Suppose you wish to have ANTLR recognize non-degenerate tuples of expressions, like (x, y)
or (f(g), a, b)
but not (f)
or ()
. Trailing commas are not allowed. The following formulation of such a rule will likely elicit a complaint (“rule tuple has non-LL(*) decision due to recursive rule invocations reachable from alts 1,2; …”):
tuple : '(' (expr ',')+ expr ')' ;
ANTLR’s error message seems unhelpful at first glance, but it’s trying to point you in the right direction. What ANTLR is saying is that after it reaches a comma, it doesn’t know whether it should expect expr ')'
or expr ','
, and parsing expr
could requiring looking at an arbitrary number of tokens. ANTLR recommends left-factoring, but the structure of the rule as written doesn’t make it clear what needs to be factored.
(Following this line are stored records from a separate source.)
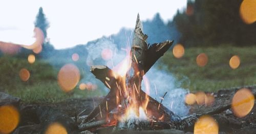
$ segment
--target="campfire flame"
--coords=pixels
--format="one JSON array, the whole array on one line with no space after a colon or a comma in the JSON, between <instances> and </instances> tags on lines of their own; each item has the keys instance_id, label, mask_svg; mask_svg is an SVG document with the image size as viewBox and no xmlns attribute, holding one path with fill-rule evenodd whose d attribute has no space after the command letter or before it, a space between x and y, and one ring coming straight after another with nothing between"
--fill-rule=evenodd
<instances>
[{"instance_id":1,"label":"campfire flame","mask_svg":"<svg viewBox=\"0 0 256 134\"><path fill-rule=\"evenodd\" d=\"M118 82L116 82L116 86L118 89L116 92L117 107L120 110L124 109L124 113L116 118L122 122L126 121L131 117L142 120L147 119L146 107L150 100L148 96L150 94L148 80L145 76L143 77L146 93L144 98L140 97L141 83L133 83L132 84L126 81L127 77L139 78L140 74L144 74L132 68L132 63L133 63L132 60L133 56L130 51L130 49L126 49L125 50L126 56L125 58L113 68L115 73L116 73L113 75L119 80ZM137 64L138 62L137 61L135 63ZM120 76L121 78L117 78L117 76ZM129 102L129 105L122 104L121 101L124 100L121 100L121 98L126 98L126 100ZM142 98L144 100L142 100Z\"/></svg>"}]
</instances>

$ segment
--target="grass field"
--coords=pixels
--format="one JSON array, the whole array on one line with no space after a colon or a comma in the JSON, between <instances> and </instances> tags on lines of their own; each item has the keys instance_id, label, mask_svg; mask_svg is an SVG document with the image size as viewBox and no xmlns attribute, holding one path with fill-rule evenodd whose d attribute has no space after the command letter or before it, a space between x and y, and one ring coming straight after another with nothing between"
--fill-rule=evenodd
<instances>
[{"instance_id":1,"label":"grass field","mask_svg":"<svg viewBox=\"0 0 256 134\"><path fill-rule=\"evenodd\" d=\"M206 54L208 58L208 63L203 67L199 66L196 62L201 53ZM229 65L229 59L234 55L238 55L241 60L240 65L235 70ZM191 91L216 91L256 84L256 47L185 48L182 58L174 57L172 51L169 51L160 61L164 66L160 66L160 69L167 70L181 82L182 87ZM25 59L3 56L0 57L0 91L19 97L25 103L57 102L105 94L99 89L102 88L100 87L95 91L80 91L78 86L71 93L65 93L57 82L59 67L54 68L46 61L36 60L31 64ZM30 72L26 82L19 77L19 72L24 68Z\"/></svg>"},{"instance_id":2,"label":"grass field","mask_svg":"<svg viewBox=\"0 0 256 134\"><path fill-rule=\"evenodd\" d=\"M201 53L208 56L208 63L203 67L196 62ZM234 55L240 59L236 69L229 66ZM233 86L256 84L256 47L233 46L185 48L184 56L174 57L168 51L161 58L167 69L182 81L182 87L190 91L216 91Z\"/></svg>"},{"instance_id":3,"label":"grass field","mask_svg":"<svg viewBox=\"0 0 256 134\"><path fill-rule=\"evenodd\" d=\"M22 99L23 102L58 102L68 98L88 98L104 95L99 90L81 91L77 86L72 92L64 92L57 81L58 69L45 61L36 60L30 64L27 59L4 56L0 57L0 91ZM27 69L30 77L23 81L19 71Z\"/></svg>"}]
</instances>

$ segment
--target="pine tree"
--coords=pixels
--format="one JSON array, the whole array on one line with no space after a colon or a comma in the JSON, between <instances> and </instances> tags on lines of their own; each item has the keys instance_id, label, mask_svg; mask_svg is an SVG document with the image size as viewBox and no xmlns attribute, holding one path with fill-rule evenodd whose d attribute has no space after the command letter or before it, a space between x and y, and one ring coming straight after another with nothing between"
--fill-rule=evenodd
<instances>
[{"instance_id":1,"label":"pine tree","mask_svg":"<svg viewBox=\"0 0 256 134\"><path fill-rule=\"evenodd\" d=\"M54 48L51 44L49 41L46 41L47 38L47 29L49 27L49 23L46 19L44 13L42 8L40 7L38 13L36 15L36 20L34 22L35 27L40 28L44 33L44 41L42 44L42 52L39 54L39 57L43 58L49 57L54 50Z\"/></svg>"},{"instance_id":2,"label":"pine tree","mask_svg":"<svg viewBox=\"0 0 256 134\"><path fill-rule=\"evenodd\" d=\"M47 37L47 29L49 27L49 23L42 11L42 8L40 7L38 11L38 13L36 16L36 20L34 23L35 27L40 28L45 36L45 39Z\"/></svg>"}]
</instances>

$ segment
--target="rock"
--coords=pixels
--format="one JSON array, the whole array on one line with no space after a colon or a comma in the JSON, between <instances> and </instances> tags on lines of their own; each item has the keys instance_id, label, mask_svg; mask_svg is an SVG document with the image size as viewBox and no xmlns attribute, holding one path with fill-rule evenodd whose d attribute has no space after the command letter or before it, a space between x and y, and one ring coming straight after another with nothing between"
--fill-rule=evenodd
<instances>
[{"instance_id":1,"label":"rock","mask_svg":"<svg viewBox=\"0 0 256 134\"><path fill-rule=\"evenodd\" d=\"M229 127L236 129L240 128L242 127L242 123L239 121L231 118L228 118L227 119L229 122Z\"/></svg>"},{"instance_id":2,"label":"rock","mask_svg":"<svg viewBox=\"0 0 256 134\"><path fill-rule=\"evenodd\" d=\"M39 133L39 132L37 131L40 128L40 125L32 125L20 126L18 127L12 133L13 134L19 134L19 133Z\"/></svg>"},{"instance_id":3,"label":"rock","mask_svg":"<svg viewBox=\"0 0 256 134\"><path fill-rule=\"evenodd\" d=\"M0 92L0 106L5 105L12 105L18 107L20 99Z\"/></svg>"},{"instance_id":4,"label":"rock","mask_svg":"<svg viewBox=\"0 0 256 134\"><path fill-rule=\"evenodd\" d=\"M27 106L20 110L20 123L15 130L16 133L26 133L18 131L28 133L44 133L53 123L60 124L68 133L78 133L77 125L71 118L50 106ZM35 126L36 129L34 129ZM30 133L31 131L33 132Z\"/></svg>"},{"instance_id":5,"label":"rock","mask_svg":"<svg viewBox=\"0 0 256 134\"><path fill-rule=\"evenodd\" d=\"M233 114L233 112L230 109L227 109L225 111L225 114L227 116L229 116Z\"/></svg>"},{"instance_id":6,"label":"rock","mask_svg":"<svg viewBox=\"0 0 256 134\"><path fill-rule=\"evenodd\" d=\"M119 132L117 133L120 133ZM162 129L157 130L124 131L122 134L185 134L185 132L176 129Z\"/></svg>"},{"instance_id":7,"label":"rock","mask_svg":"<svg viewBox=\"0 0 256 134\"><path fill-rule=\"evenodd\" d=\"M92 133L88 130L85 130L85 131L80 132L79 133L79 134L94 134L94 133Z\"/></svg>"}]
</instances>

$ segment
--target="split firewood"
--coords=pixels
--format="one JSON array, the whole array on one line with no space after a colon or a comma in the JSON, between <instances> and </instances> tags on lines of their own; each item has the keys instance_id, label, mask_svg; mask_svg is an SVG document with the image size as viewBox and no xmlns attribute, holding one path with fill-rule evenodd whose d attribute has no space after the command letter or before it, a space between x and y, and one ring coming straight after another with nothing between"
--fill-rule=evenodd
<instances>
[{"instance_id":1,"label":"split firewood","mask_svg":"<svg viewBox=\"0 0 256 134\"><path fill-rule=\"evenodd\" d=\"M107 123L106 120L102 120L87 123L85 124L81 124L78 126L78 129L80 131L84 131L92 128L100 126L102 125L105 124L106 123Z\"/></svg>"},{"instance_id":2,"label":"split firewood","mask_svg":"<svg viewBox=\"0 0 256 134\"><path fill-rule=\"evenodd\" d=\"M74 122L76 122L77 124L80 124L83 122L83 121L87 118L88 116L88 115L83 115L81 116L77 116L76 117L76 117L71 117L71 119Z\"/></svg>"},{"instance_id":3,"label":"split firewood","mask_svg":"<svg viewBox=\"0 0 256 134\"><path fill-rule=\"evenodd\" d=\"M88 115L83 123L106 119L110 115L113 116L111 113L116 111L117 109L120 115L124 114L127 106L131 103L137 104L135 109L138 111L139 106L142 106L142 103L147 98L148 102L147 105L148 107L150 107L148 110L151 111L154 117L166 121L173 119L180 120L178 116L141 90L141 83L143 75L173 43L173 41L166 41L149 46L146 41L147 36L143 33L142 30L142 24L138 15L130 52L131 68L124 78L119 76L106 66L91 67L91 72L110 89L110 92ZM130 119L129 121L125 122L125 125L128 126L127 129L137 129L135 124L138 122L138 120L132 119L133 119L132 117L128 117L127 119Z\"/></svg>"}]
</instances>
Re-writing the rule to make it closer to ANTLR’s view makes it clearer what the problem is:
tuple_start : '(' tuple_continue;
tuple_continue
: ( expr ',' tuple_continue
| expr ')');
Now it’s more obvious where the left-factoring needs to be applied, and how to do it by writing expr
once, leaving only the choice of seeing a comma or a close-paren:
tuple_start : '(' tuple_continue;
tuple_continue
: expr ( ',' tuple_continue
| ')' );
The rewritten expansion corresponds to an alternative structuring of the tuple rule that will satisfy ANTLR:
tuple : '(' expr (',' expr)+ ')';
The ANTLR wiki has a page on removing global backtracking from ANTLR grammars, which has a nice presentation of how to do left-factoring when the opportunity is obvious.